Progressive organizations continue to invest in wellness or wellbeing programs that meet workforce needs through a more targeted but still extensive portfolio of features. CEB’s assessment of employee preferences regarding these programs shows that employees expect their employer to address all their wellbeing needs, and most employers do: 83 percent of polled organizations said they were offering emotional and/or mental wellbeing programs. Emotional wellbeing has become a “traditional” element of the wellbeing portfolio, and in turn, employees are less forgiving in the absence of such an offering.
Leading organizations define their wellbeing models by assessing the organization’s capabilities and identifying their unique workforce needs. Our analysis finds that organizations can improve the relevance of wellbeing offerings by collecting and analyzing employee mental health data (e.g. insurance claims) and other employee data (e.g. focus groups, surveys) to identify needs specific to their own workforce. According to CEB’s 2015 Inside-Out Rewards study, organizations can drive a 3 percent lift in performance by meeting emotional needs through total rewards. Addressing emotional needs has a particular impact on employees in entry and mid-level roles. (CEB Total Rewards Leadership Council members can read the full study here.)
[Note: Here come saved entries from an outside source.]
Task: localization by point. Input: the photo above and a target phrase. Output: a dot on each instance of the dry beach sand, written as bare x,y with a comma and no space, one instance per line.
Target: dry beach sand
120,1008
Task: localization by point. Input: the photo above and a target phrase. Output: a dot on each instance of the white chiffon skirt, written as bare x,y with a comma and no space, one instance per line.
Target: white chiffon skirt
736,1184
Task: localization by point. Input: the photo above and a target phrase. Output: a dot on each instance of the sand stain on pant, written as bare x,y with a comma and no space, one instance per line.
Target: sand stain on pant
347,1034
When it comes to the low usage rate of EAPs, our research indicates that improved communications could help ensure that more employees take advantage of the benefits available to them. The CEB Total Rewards Leadership Council’s latest study on benefits communications, which members can read in full here, found that only 33 percent of organizations believed their communications were successful at encouraging employees to be informed consumers of their benefits. Carefully selecting the right communication content, channel, and source are the keys to making a well-designed program truly effective. When employees find their benefits to be relevant to them personally, they are more likely to consume their benefits and have higher perceptions of their organization’s benefit offerings. That, in turn, drives greater talent outcomes.